Last week, I purchased a Berkshire pork roast from Catalpa Grove Farm at Publican Quality Meats. I prefer to buy pork grown locally for quality and freshness and I often make a special trip to the butcher once or twice each week. To prepare this roast, I referred to the recipe for Pork Arrosto in Urban Italian. The pungent aroma of garlic, thyme, rosemary, sage, and fennel seed and pork filled the kitchen as it roasted in the oven.
Herb and Spice Crusted Pork Roast
(adapted from Urban Italian by Andrew Carmellini)
Serves 4-6
- 2-2½ pounds pork loin roast
- 2 cloves of garlic, thinly sliced
- ½ tablespoon fennel seed
- 1 tablespoon fresh thyme leaves
- 1 tablespoon fresh rosemary leaves
- 10 sage leaves, thinly sliced
- 1 tablespoon sea salt
- 1 tablespoon black peppercorns
- 2 tablespoons extra-virgin olive oil
Preheat oven to 400°.
Prepare the herb and spice paste by placing the garlic, fennel seed, thyme, rosemary, sage, salt, and pepper in a mortar and pestle. Grind all of the ingredients and add the olive oil to create a paste.
Rub the pork loin roast with the herb and spice paste covering all sides. Please the roast on a roasting rack and bake for 45 minutes until a meat thermometer registers 145°. Remove the pork loin roast from the oven and allow to rest for 15 minutes prior to serving.

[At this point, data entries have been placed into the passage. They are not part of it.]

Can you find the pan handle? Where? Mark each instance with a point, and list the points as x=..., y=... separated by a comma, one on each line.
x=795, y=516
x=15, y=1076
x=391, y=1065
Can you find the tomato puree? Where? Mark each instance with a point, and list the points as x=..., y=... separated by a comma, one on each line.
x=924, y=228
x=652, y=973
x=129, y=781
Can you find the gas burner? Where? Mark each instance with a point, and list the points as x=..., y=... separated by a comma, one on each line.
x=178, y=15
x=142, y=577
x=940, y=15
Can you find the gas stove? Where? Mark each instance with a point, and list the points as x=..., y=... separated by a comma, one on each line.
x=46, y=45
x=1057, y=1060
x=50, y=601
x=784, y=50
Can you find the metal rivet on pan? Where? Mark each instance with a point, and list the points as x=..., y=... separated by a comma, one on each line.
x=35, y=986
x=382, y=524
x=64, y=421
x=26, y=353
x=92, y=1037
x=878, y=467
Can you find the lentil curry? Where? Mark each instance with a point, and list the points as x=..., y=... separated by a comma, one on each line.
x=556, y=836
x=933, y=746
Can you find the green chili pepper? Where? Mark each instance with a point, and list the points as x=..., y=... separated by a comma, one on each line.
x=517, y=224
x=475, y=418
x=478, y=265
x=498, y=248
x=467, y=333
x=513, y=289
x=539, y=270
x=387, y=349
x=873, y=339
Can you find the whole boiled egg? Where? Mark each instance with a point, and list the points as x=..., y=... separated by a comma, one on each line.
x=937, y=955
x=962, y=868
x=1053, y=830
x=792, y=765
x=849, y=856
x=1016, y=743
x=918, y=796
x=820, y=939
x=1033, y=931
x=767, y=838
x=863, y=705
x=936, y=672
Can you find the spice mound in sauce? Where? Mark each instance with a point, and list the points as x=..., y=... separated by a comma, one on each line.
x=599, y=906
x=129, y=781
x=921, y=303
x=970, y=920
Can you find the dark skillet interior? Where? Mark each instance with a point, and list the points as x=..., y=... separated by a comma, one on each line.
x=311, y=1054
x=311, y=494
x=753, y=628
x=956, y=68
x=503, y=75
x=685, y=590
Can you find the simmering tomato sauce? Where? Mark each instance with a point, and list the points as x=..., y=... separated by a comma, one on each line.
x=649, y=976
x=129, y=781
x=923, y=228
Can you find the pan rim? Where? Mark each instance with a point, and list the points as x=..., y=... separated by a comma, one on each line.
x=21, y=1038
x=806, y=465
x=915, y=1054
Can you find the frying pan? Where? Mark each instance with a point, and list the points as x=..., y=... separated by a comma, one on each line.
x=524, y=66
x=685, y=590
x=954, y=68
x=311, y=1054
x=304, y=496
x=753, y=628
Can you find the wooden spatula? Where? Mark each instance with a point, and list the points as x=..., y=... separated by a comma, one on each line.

I hope the recipe for herb and spice crusted pork will encourage you to try one of the restaurants created by chef Andrew Carmellini the next time you visit New York. My husband and I dined at The Dutch on our last trip. The Dutch is a restaurant, bar, and oyster room located on Sullivan Street at the corner of Prince Street. We shared a variety of East Coast oysters to start, followed by an appetizer of truffled beef carpaccio and cauliflower with rye croutons and an entree of barbecued pork. For dessert, we enjoyed a crispy funnel cake with corn pudding and caramel.
In November, Andrew Carmellini opened a new restaurant named Little Park in the Smyth Hotel in Tribeca. Little Park offers a seasonal farm to table menu with organic vegetables, free-range poultry, and grass-fed meats from local farmers and ranchers . I look forward to dining at Little Park on my next visit to New York.